El reto de David Colmenares: nuevo auditor federal

David Colmenares es nuestro nuevo auditor federal y no llega sin críticas. Se le atribuye cercanía con Morena y el PRI, y tener una mala relación con el auditor saliente. Hay quien dice que su selección es una amnistía para los corruptos. El reto es enorme: ¿Cómo puede probar David Colmenares que estas críticas son infundadas? ¿Cómo puede crear confianza?

David Colmenares tomó protesta hace unos días como nuevo titular de la Auditoría Superior de la Federación (ASF).

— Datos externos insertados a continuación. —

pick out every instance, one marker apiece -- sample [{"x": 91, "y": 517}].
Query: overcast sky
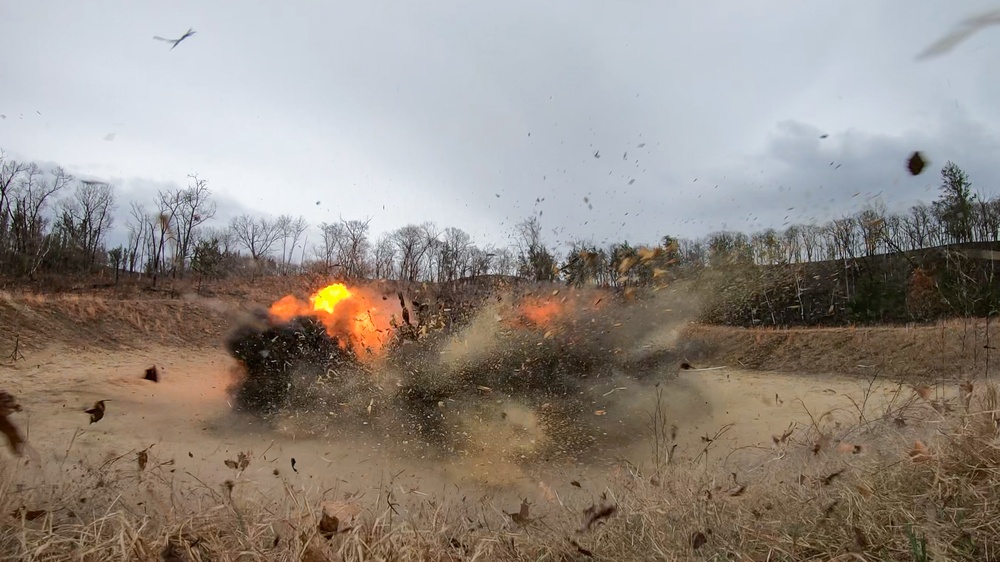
[{"x": 468, "y": 113}]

Estará al frente de la institución pública más central para la lucha anticorrupción. Institución que ha proveído de los datos y de las evidencias preliminares para identificar asuntos como Oceanografía, el desfalco de las finanzas públicas en Veracruz y la Línea 12 de Metro. Será auditor por ocho años.

El auditor llega cuestionado. El coordinador parlamentario del PAN consideró que ni Colmenares ni ninguno de los candidatos a auditor garantizaría autonomía e independencia de la Auditoría. Llegó al punto de acusar al PRI de querer imponer a un “fiscal carnal”.

Cuentan que cuando David Colmenares fue elegido, la bancada del PRI y sus aliados rompieron en ovaciones. Se percibió con rareza.

Hoy, no sabemos qué tan ciertos sean los cuestionamientos que se hacen al nuevo auditor porque, al final del día, Colmenares fue elegido con el 75% de los votos (377 de 446), incluidos varios del PAN.

Lo que sí sabemos es lo que Colmenares puede hacer para desmentir a sus detractores: auditar sin miramientos.

Y para hacerlo, hay al menos tres cambios que aumentarían la credibilidad a la Auditoría y le darían un golpe con guante blanco a los detractores de Colmenares.

Primero: transparentar el mecanismo por el que se elige quién va a ser auditado. Al momento, el mecanismo se reporta de firma narrativa (no cuantitativa) como una serie de lineamientos amplios que, de facto, dejan mucho espacio para la discrecionalidad. Tal discrecionalidad permite que se critique al auditor por seleccionar a modo a los que serán sujetos de revisión y, por tanto, a los que podrán ser descubiertos en actos de corrupción. La alternativa más transparente y algo que haría que Colmenares pasara a la historia sería auditar como lo hace Brasil: eligiendo a los que serán auditados en una lotería pública. Esta lotería podría ser complementada con entes que, por su tamaño o interés público, siempre fueran auditadas.

Segundo: cambiar de tajo la definición de “éxito” para la auditoría. Los indicadores de éxito de la auditoría no deben ser, como lo son ahora, la cantidad de dinero reintegrado, o la cantidad de auditorías realizadas. La métrica sería lograr que las investigaciones que realizan terminen efectivamente en consignaciones en contra de funcionarios corruptos. Esto requiere colaboración con todas las instituciones del Sistema Nacional Anticorrupción.

Tercero: hacer casos inapelables por la PGR. Es decir, que las pruebas que la auditoría presente sean contundentes y los casos estén bien armados. Para ello, la ASF tiene que cultivar un grupo de auditores altamente profesionales, bajo un proceso de rotación, y con un servicio civil de carrera impecable. Colmenares podría pasar a la historia como el auditor que creó una armada de auditores que se convierta en el corazón de la ASF. La meta debe ser que, independientemente de quién sea el titular, la auditoría funcione por sí sola.

Hace unos meses, cuando el pasado auditor, Juan Manuel Portal terminó, escribí una columna titulada Su siguiente botín. El auditor federal. En ella identificaba muchas de las limitantes que enfrentaba

el auditor anterior, y que enfrentaría quien fuera que lo sucediera.

Hoy sabemos quién lo sucedió y sabemos que su principal reto es ganar el respeto de aquellos que lo cuestionan haciendo su trabajo de forma impecable. Ningún auditor escapará  a las críticas.

La labor principal del Colmenares es desmentir las críticas (a) eliminando toda discrecionalidad en la selección de entes auditados, (b) cambiando la definición de éxito para la auditoría para centrarla, no en procesos, sino en consignaciones y (c) profesionalizando al cuerpo de auditores para que puedan presentar casos inapelables.